Watykaniści podkreślają, że zanim zdążą oswoić się z kolejną nowością czy sensacją tego pontyfikatu, papież już zaskakuje ich następną. Swoistym ukoronowaniem tych niespodzianek na zakończenie pierwszego półrocza pontyfikatu był obszerny list, jaki Franciszek napisał do lewicowego dziennika "La Repubblica", poświęcony sprawie dialogu z niewierzącymi.
Tłumaczenie listu Franciszka do "La Repubblica"
Watykan nie ogłasza już - jak to było tuż po konklawe - że "przynajmniej na razie" nowy papież będzie mieszkał w watykańskim hotelu, Domu świętej Marty.

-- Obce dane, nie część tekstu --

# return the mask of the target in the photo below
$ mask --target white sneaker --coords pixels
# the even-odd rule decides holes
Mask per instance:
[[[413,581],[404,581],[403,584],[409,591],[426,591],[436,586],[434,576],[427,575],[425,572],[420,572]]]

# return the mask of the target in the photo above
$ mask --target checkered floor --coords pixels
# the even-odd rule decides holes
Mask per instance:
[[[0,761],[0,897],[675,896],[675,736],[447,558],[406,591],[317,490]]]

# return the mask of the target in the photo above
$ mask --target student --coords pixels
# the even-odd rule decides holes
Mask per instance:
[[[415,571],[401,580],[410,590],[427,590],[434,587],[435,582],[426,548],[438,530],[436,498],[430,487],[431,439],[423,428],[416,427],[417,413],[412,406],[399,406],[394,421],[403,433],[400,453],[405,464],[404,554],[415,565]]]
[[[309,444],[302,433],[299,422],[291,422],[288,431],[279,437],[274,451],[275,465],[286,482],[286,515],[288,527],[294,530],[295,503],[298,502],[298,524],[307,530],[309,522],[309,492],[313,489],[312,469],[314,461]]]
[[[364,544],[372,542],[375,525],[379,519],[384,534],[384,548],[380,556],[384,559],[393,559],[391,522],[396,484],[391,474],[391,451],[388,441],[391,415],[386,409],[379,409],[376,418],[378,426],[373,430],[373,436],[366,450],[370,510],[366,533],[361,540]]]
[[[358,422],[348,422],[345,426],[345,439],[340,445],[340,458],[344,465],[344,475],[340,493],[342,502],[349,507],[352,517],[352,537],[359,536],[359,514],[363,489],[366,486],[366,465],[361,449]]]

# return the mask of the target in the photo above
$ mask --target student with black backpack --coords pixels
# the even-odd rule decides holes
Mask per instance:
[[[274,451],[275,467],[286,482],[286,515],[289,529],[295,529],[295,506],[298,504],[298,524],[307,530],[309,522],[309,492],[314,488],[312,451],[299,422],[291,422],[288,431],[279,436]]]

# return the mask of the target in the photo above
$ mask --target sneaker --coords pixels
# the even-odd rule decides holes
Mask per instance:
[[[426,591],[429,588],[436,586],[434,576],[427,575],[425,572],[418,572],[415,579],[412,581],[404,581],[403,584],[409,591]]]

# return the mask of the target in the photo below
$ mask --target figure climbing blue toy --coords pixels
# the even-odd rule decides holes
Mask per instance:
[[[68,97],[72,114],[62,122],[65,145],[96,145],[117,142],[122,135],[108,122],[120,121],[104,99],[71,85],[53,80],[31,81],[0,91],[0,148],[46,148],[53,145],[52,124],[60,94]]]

Wiadomo bowiem, że w ogóle nie zamierza przeprowadzić się do papieskiego apartamentu w Pałacu Apostolskim.
Wszystkie zaskakujące komentatorów i często także hierarchię kościelną inicjatywy Franciszka - na przykład o wizycie na wyspie Lampedusa, celu uchodźców napływających z Afryki - to wyłącznie jego osobiste decyzje, zazwyczaj z nikim niekonsultowane. Pod tym względem bardzo różni się od Benedykta XVI, który rozważał różne propozycje przedstawiane mu przez bliskich współpracowników i podejmował ostateczne decyzje.
Amerykański watykanista John Allen różnicę tę podsumował następująco w wywiadzie dla dziennika "La Stampa": Benedykt XVI "bardzo dobrze reagował na prowokacje ze strony świata, był w tym lepszy niż w występowaniu z inicjatywami. Wydarzenia często zmuszały go do tego, by grać w obronie, podczas gdy Franciszek jest w ataku, jak Jan Paweł II".
Wśród watykańskiej hierarchii dominuje wręcz przekonanie, że z powodu swej niezależności i nieulegania żadnym wpływom Bergoglio jest "trudnym papieżem". Nigdy bowiem nie wiadomo, czego się po nim spodziewać i co za jego sprawą może się wydarzyć.
W specjalnym wywiadzie dla Radia Watykańskiego udzielonym pół roku po wyborze Franciszka rzecznik Stolicy Apostolskiej ksiądz Federico Lombardi wyraził opinię, że zainteresowanie nowym papieżem na świecie nie jest tylko powierzchowne. Przyczynia się do tego - zaznaczył - "styl, bezpośredni język, a także będący nowością tryb życia" papieża oraz nacisk, jaki kładzie on na "czułość". Jako jedną z najważniejszych cech tego pontyfikatu ksiądz Lombardi wskazał koniec dominacji europejskiego spojrzenia na Kościół, które nazwał wręcz "eurocentryzmem".
Watykański rzecznik powiedział też, że obecnie należy oczekiwać nie tylko wielkiej reformy Kurii Rzymskiej, lecz również szerzej - życia Kościoła. Następne miesiące - podkreślił rzecznik - przyniosą wiele "znaków i decyzji".